Marcus Wareing’s roast goose with stuffing and gravy

Goose makes a deliciously rich and gamey alternative to traditional turkey. An added bonus is that while it’s roasting, it renders a lot of fat, which is perfect for roasting your spuds in.

Marcus Wareing is chef-patron of Marcus at The Berkeley in London and his restaurant group includes The Gilbert Scott and Tredwell’s, also in London

  • Preparation time: 55 minutes, plus cooling and resting
  • Cooking time: 3 hour 45 minutes
  • Total time: 4 hours 40 minutes, plus cooling and resting

Serves: 6, with leftovers

Ingredients

6kg goose
3 tbsp olive oil
500g carrots, cut into large chunks
2 leeks, cut into large chunks
1 garlic bulb, halved widthways
500g onions, cut into thick wedges
2 tbsp sherry vinegar
120g unsalted butter, softened
1 lemon
20g pack thyme
20g pack rosemary
 

PINE NUT & RAISIN STUFFING

100g unsalted butter
2 small onions, finely chopped
2 garlic cloves, finely chopped
300g sausagemeat
300g fresh white breadcrumbs
1 large egg
handful sage leaves, finely chopped
½ tsp dried marjoram
½ tsp ground black pepper
100g pine nuts, toasted
90g raisins, chopped

GRAVY

1 shallot, finely sliced
1 garlic clove, sliced
2 tbsp plain flour
500ml red wine or port
500ml fresh chicken stock

Method

1 Preheat the oven to 190˚C, gas mark 5. Take the goose out of the fridge 1 hour before cooking to come to room temperature; remove the neck and giblets. Put the oil in a very large roasting tin; heat in the oven until piping hot. Carefully remove the tin and add the goose neck and vegetables; season. Drizzle over the vinegar, then put the goose in the centre, breast-side up.

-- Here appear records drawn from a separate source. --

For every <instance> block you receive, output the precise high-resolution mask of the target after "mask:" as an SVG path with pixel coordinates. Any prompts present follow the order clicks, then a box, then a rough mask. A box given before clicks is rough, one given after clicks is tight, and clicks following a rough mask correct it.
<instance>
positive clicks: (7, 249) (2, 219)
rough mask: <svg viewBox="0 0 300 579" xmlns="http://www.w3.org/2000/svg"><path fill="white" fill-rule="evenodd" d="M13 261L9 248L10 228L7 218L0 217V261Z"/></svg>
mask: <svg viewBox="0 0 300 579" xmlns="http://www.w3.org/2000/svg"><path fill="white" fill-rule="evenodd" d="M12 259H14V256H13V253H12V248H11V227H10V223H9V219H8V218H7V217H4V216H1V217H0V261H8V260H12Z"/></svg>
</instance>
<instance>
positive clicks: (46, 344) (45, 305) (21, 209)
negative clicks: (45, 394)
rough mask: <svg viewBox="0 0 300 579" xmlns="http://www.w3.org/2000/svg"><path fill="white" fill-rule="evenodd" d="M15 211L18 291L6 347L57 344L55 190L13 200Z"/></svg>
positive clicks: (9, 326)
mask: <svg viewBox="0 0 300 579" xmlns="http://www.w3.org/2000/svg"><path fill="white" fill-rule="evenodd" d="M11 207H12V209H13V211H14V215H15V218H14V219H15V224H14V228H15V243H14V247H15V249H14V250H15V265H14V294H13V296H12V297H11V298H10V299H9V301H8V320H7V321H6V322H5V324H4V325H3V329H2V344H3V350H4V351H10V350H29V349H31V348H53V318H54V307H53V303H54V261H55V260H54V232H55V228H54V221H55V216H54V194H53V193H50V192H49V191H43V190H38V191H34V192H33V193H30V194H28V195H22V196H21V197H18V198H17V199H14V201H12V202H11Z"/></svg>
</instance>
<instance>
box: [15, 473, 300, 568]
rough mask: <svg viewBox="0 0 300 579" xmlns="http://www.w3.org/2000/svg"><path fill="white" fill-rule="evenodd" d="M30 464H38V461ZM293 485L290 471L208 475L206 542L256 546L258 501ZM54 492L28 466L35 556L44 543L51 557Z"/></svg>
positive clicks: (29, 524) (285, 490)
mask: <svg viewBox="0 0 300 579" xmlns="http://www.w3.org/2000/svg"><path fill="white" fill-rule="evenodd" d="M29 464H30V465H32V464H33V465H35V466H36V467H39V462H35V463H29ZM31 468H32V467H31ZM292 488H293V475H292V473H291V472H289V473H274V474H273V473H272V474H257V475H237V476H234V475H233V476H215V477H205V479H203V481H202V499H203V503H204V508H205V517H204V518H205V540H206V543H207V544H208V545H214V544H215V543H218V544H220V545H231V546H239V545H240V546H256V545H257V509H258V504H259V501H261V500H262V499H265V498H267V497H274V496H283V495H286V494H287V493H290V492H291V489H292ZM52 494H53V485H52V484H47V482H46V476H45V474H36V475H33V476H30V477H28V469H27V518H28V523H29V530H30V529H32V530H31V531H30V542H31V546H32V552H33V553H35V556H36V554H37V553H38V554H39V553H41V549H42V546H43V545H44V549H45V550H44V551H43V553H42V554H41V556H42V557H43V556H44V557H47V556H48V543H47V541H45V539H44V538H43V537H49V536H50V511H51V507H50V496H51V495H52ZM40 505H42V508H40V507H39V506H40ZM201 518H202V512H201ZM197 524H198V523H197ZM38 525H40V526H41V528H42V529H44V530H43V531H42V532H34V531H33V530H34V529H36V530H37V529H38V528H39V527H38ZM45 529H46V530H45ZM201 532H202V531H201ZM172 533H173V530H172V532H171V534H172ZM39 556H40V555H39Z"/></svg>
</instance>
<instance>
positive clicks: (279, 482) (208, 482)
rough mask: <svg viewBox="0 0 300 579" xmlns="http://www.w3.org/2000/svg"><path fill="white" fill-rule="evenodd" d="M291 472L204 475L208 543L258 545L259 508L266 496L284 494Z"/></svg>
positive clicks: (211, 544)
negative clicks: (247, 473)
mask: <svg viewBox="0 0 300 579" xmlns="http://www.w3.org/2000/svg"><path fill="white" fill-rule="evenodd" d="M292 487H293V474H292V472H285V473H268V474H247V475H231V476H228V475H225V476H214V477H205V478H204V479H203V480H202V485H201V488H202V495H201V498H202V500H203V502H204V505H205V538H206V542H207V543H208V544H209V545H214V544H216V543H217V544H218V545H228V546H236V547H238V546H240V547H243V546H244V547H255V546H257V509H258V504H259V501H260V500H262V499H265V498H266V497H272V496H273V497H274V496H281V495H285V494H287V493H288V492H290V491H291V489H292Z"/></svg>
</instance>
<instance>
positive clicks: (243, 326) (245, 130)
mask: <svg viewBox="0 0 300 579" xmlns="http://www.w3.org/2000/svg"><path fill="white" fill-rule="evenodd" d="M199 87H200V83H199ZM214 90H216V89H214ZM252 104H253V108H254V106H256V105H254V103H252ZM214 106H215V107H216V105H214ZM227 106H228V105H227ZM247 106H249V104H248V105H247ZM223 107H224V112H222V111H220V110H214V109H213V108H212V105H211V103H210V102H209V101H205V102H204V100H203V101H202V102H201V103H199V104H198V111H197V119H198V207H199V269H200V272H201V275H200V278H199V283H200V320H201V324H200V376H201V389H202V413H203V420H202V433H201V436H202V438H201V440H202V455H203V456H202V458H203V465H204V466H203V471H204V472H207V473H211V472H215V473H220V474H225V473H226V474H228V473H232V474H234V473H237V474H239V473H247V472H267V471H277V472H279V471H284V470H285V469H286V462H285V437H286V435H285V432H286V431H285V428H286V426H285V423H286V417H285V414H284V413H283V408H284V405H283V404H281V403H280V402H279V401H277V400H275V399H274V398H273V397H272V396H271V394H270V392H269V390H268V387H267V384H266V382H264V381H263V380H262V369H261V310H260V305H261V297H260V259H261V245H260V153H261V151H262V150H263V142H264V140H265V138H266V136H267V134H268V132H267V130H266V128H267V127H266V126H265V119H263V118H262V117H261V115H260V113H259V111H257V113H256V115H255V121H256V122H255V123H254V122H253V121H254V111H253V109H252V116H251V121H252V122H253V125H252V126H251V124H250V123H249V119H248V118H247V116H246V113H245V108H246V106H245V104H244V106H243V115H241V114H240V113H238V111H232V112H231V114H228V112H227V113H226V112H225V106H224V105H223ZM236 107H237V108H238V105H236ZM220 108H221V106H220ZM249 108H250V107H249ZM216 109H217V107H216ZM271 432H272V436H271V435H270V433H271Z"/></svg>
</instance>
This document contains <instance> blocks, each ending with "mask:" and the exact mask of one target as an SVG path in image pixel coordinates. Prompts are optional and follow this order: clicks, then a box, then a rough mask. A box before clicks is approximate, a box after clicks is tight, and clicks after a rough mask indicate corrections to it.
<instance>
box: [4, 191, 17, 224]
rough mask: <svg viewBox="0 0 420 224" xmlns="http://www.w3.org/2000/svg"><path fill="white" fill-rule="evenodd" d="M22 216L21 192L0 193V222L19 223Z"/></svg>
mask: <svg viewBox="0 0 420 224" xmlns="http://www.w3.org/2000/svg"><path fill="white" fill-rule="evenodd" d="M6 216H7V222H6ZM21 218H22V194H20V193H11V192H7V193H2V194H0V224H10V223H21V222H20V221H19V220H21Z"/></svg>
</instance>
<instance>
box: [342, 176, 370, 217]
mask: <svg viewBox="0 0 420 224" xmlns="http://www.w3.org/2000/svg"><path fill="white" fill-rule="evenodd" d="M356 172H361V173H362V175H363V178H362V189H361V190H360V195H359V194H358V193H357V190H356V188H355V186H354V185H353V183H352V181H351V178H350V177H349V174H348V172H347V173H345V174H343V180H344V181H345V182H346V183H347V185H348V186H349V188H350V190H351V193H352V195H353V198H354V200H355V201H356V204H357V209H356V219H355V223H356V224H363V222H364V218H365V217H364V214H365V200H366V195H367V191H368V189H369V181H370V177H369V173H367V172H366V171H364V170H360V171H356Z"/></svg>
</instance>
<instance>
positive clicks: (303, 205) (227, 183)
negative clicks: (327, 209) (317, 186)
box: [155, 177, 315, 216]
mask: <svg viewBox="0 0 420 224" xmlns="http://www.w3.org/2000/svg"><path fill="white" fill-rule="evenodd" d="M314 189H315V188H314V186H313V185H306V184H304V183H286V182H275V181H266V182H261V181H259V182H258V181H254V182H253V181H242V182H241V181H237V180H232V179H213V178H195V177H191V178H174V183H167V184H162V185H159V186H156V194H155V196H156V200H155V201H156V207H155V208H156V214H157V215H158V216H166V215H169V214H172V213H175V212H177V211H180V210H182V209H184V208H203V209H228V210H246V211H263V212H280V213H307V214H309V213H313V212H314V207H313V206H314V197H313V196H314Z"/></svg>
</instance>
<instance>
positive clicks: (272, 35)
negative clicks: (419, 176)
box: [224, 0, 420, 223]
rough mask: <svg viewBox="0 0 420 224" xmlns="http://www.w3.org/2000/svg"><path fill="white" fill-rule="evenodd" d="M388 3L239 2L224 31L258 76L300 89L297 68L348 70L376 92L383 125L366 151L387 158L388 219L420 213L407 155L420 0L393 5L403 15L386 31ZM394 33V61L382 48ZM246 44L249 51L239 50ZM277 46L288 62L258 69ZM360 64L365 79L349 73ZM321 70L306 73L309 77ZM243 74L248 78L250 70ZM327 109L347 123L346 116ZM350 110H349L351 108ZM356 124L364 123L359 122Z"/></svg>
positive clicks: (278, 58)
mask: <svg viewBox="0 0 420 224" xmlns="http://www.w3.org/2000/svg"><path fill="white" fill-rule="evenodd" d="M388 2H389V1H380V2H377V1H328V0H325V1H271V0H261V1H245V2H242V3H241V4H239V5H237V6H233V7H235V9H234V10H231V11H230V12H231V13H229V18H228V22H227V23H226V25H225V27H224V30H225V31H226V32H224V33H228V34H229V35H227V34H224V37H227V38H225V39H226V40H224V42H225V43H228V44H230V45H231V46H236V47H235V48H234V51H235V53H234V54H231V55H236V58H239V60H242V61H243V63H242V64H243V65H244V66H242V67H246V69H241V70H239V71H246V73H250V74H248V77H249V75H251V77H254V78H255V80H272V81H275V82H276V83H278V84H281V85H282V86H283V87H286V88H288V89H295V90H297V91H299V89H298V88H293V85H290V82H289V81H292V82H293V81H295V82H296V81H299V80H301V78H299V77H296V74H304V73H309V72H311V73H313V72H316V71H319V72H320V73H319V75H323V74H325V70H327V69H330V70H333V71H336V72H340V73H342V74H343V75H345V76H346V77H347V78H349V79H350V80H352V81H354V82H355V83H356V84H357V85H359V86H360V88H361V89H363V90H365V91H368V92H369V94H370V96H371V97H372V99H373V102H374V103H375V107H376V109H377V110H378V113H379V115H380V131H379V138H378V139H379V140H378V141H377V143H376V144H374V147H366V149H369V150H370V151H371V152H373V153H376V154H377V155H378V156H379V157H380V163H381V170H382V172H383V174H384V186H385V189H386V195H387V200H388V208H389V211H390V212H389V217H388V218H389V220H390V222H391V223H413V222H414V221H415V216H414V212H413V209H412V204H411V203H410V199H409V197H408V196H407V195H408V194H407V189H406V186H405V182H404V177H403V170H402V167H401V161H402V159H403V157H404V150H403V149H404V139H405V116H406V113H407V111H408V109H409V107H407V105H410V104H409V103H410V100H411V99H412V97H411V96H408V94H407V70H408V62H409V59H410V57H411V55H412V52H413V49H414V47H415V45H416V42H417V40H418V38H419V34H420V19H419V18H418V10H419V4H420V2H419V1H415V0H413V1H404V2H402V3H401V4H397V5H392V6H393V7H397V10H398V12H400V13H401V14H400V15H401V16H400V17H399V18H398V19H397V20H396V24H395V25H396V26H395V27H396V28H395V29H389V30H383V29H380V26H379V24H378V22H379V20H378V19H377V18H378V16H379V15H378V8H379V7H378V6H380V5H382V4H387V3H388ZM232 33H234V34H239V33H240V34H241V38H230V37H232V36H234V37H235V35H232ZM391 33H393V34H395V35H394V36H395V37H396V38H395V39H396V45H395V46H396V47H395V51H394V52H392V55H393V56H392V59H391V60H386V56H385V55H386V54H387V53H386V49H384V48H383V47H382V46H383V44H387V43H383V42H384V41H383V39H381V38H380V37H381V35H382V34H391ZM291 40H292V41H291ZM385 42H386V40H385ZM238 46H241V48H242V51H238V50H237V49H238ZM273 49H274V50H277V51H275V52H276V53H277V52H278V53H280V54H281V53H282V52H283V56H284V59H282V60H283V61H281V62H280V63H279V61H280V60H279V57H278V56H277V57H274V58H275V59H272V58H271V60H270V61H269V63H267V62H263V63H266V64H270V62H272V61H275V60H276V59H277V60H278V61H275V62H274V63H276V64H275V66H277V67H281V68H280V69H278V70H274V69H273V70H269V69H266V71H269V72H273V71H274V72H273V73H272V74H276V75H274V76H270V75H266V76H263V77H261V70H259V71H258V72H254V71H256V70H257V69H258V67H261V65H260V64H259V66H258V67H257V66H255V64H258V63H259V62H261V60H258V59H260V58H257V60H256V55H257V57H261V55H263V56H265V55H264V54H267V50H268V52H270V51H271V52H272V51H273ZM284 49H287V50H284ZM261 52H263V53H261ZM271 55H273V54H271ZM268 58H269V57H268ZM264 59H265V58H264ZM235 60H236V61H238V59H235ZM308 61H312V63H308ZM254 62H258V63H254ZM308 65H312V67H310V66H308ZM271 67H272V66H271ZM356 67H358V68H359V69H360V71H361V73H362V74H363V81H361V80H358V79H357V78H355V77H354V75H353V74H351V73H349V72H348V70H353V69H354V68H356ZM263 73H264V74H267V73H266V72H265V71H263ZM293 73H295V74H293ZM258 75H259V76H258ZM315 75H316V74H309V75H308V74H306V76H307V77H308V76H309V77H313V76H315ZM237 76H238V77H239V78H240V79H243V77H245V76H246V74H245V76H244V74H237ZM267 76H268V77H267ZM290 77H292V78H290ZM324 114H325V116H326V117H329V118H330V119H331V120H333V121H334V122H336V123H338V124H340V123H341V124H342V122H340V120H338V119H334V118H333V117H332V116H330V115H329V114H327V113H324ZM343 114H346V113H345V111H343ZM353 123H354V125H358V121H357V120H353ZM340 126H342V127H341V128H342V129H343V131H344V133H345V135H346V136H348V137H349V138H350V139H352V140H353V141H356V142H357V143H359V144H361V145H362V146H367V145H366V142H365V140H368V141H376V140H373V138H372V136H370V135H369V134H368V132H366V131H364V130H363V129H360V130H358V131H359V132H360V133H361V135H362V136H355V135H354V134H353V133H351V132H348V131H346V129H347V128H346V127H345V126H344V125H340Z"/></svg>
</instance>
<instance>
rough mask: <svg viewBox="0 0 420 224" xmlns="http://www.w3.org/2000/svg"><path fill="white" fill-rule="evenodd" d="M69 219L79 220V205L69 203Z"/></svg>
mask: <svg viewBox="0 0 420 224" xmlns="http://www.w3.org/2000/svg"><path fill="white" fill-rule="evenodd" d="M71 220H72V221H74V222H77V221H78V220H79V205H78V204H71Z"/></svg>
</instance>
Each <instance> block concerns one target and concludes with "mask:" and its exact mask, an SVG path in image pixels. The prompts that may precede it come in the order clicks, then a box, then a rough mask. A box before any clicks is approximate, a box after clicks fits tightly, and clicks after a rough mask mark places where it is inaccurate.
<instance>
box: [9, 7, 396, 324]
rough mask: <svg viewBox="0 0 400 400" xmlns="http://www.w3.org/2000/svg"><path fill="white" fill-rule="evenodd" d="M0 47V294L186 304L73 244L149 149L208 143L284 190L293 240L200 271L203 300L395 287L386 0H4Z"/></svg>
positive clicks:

2 Rub the goose skin generously with the butter and season. Squeeze over the juice from the lemon, then put the lemon in the cavity, along with the thyme and ½ of the rosemary. Chop the remaining rosemary leaves and scatter over.

3 Cover the tin tightly with foil and roast for 3 hours, removing the foil after 2 hours 30 minutes. Every 45 minutes, baste the bird, toss the vegetables and spoon off the excess fat (reserve, if liked).

4 Meanwhile, prepare the stuffing. Heat the butter in a large frying pan until foaming, add the onions and garlic, season and cook over a gentle heat for 15-20 minutes, until soft but not brown. Cool completely, then mix with the remaining ingredients in a bowl until combined. Roll into tight balls, about 2-3cm in diameter.

5 Put the stuffing balls around the uncovered bird and roast for a final 30 minutes, until the thickest part of the goose is piping hot and the juices run clear. Use a meat thermometer to check the goose is cooked. If the thickest part of the bird reaches 75˚C, you’re good to go. Transfer the bird and cooked stuffing to a warm plate or dish, cover loosely with foil and allow to rest for at least 30 minutes before carving.

6 For the gravy, pour off (and reserve) the excess fat from the tin. Put the tin on the hob over a high heat, add the shallot, garlic and giblets, if liked. Sprinkle the flour over the tin and stir for 1-2 minutes. Add the wine or port and simmer vigorously to reduce by half, then pour in the chicken stock. Strain everything through a sieve into a clean saucepan (discard the solids) and simmer vigorously until syrupy. Season and serve with the carved goose and stuffing.